A full picture of the rescue story emerged only in the early 1990s, after the collapse of a repressive Communist regime that for half a century, kept Albania completely isolated from the rest of the world. That is why this exceptional story, confirmed by Yad Vashem only in 2007, remains, until today, virtually unknown to the larger public.
And so, we may rightly ask ourselves: What made Albanians risk their lives in order to save Jews? What is the significance of this story of bravery, honor and respect, and more specifically, what are we to learn from it?
The rescue of Jews in Albania was a matter of tradition and values. These noble acts originated from deeply-rooted Albanian traditions of hospitality, honor, and willingness to help those in need. Our ethical code of honor is called Besa, “the promise”. Its meaning is simple: You don’t betray your guest and you don’t betray your neighbor. Under Besa, any guest in an Albanian’s home is offered hospitality and must be protected at all costs. Author Harvey Sarner expressed it well in his book “Rescue in Albania,” when he said: “There are no foreigners in Albania, there are only guests”.
But what is fundamentally different about the Albanian story, as pointed out by Randi Winter, a Jewish writer who has documented stories of rescue, is that “Jews were not rescued in secret by the exceptional good persons. Entire villages knew about Jews in their midst, and no one turned them in”. Indeed, in Albania Jews were not hidden, they were hosted.
Moreover, Albanians never expected and never took any compensation for helping the Jews.
When their story finally became public, the Albanian rescuers were genuinely surprised by the publicity and the honors bestowed upon them. Indeed, these honorable people considered their heroic acts of loving-kindness (Chesed – in Hebrew) as simply doing their duty, as they believed that given the circumstances, anyone in their place would have done the same.
I would also like to emphasize that there is a long-standing tradition of interreligious harmony in Albania. (This harmony is perfectly illustrated today by the presence of Albanian religious leaders of Muslim, Catholic and Orthodox faith). In this context, it’s notable that throughout our long history, there has never been any trace of anti-Semitism. Regardless of which religion they belonged to, Albanian Muslims and Christians alike, considered helping Jews as a matter of national pride.
Listen to what the Jewish American Ambassador to Albania, Herman Bernstein, wrote in 1934: “There is no trace of any discrimination against Jews in Albania. Albania happens to be one of the rare lands in Europe today where religious prejudice and hate do not exist, even though Albanians themselves are divided into three faiths.”
It is a powerful and enlightened message that Albanians have sent to the world through this story of hospitality, sacrifice and religious harmony. A message that is very much needed in today’s world.

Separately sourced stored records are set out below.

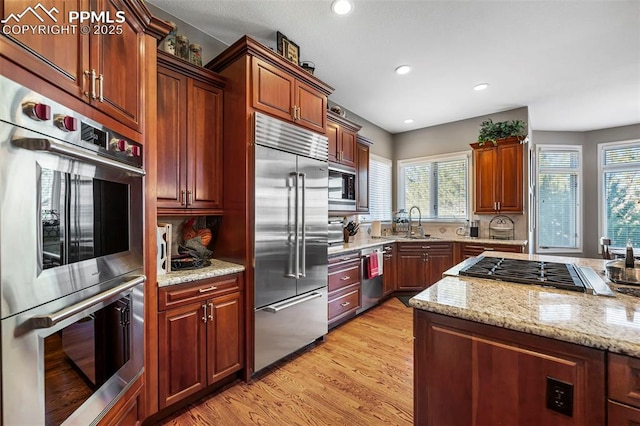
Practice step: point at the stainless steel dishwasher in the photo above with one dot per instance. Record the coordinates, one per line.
(371, 287)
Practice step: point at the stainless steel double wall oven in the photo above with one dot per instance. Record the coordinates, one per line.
(71, 269)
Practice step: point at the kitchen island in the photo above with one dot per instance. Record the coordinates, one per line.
(491, 352)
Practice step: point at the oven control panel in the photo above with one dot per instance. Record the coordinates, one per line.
(52, 119)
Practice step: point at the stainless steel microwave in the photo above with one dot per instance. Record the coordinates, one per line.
(342, 188)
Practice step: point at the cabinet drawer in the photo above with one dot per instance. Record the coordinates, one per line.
(624, 379)
(345, 303)
(342, 277)
(181, 294)
(619, 414)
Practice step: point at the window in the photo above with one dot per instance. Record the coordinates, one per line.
(558, 191)
(439, 186)
(379, 189)
(620, 192)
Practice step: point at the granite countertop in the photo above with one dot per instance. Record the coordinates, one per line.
(607, 323)
(361, 242)
(217, 268)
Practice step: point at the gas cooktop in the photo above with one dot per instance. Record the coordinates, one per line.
(559, 275)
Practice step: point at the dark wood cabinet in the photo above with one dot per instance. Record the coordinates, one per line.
(344, 287)
(499, 177)
(487, 375)
(342, 139)
(363, 146)
(623, 390)
(200, 336)
(189, 138)
(389, 269)
(421, 264)
(105, 70)
(280, 94)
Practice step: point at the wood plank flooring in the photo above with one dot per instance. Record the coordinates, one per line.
(361, 375)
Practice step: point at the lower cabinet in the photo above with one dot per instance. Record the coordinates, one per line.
(344, 287)
(623, 406)
(389, 268)
(421, 264)
(200, 338)
(487, 375)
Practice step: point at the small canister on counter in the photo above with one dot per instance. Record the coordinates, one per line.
(182, 47)
(195, 51)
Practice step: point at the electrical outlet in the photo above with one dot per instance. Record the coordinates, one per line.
(560, 396)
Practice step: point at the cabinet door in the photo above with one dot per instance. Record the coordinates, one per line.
(312, 106)
(171, 147)
(273, 90)
(362, 171)
(348, 148)
(118, 59)
(64, 64)
(438, 262)
(224, 337)
(389, 260)
(485, 163)
(510, 169)
(411, 271)
(333, 133)
(181, 361)
(204, 149)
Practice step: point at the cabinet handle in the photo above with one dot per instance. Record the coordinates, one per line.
(92, 74)
(100, 88)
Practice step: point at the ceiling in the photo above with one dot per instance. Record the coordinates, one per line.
(574, 63)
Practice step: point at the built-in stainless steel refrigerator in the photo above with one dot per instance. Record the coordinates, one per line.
(290, 247)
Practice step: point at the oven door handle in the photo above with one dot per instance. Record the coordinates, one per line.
(47, 321)
(37, 144)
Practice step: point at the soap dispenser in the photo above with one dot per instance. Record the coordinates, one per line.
(628, 258)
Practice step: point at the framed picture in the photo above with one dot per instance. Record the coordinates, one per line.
(280, 42)
(291, 51)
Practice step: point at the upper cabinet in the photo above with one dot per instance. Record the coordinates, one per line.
(281, 94)
(342, 139)
(189, 138)
(499, 177)
(98, 62)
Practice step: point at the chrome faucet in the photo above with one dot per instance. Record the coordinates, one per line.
(419, 230)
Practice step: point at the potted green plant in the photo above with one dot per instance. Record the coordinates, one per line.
(492, 132)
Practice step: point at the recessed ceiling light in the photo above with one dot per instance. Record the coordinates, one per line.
(342, 7)
(403, 69)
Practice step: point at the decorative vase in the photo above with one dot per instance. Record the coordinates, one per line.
(169, 43)
(195, 54)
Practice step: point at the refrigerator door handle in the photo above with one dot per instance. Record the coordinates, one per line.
(277, 307)
(303, 255)
(297, 225)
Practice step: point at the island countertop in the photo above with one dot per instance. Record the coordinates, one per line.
(607, 323)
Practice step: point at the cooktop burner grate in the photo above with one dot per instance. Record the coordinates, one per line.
(558, 275)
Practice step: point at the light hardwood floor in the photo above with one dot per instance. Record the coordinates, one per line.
(361, 375)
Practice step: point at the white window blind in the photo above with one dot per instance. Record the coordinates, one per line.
(559, 207)
(437, 185)
(379, 189)
(620, 203)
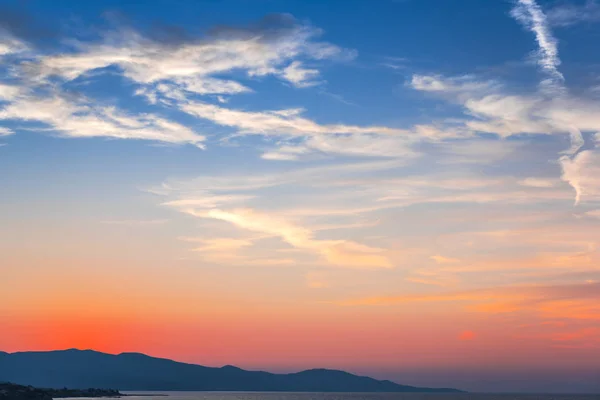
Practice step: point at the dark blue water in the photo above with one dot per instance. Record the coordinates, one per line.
(353, 396)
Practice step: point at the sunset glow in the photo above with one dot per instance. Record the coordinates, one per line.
(408, 190)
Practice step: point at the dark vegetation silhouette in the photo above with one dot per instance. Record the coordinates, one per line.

I feel proud today to honor the legacy of the Albanian people and to be part of a nation, which stood on the right side of history, at the right time, and made the right decision.
Dear participants, let us never forget the irreversible consequences of hate, discrimination and indifference.
But it is not enough to remember the horrors of the past. Future generations must be taught to always take sides and stand against hate and racism. It is our common duty to strengthen our resolve in fighting the scourge of anti-Semitism, as well as any manifestation of hate, and promote the peaceful coexistence between different cultures, religions and peoples.
In concluding, let us renew our pledge to keep the memory alive and to never forget the moral imperative of Besa: cultivate tolerance, compassion and respect towards our fellow human beings, regardless of their origin or faith. For this, indeed, is the enduring lesson learned from the Albanian rescue of the Jews during the Holocaust.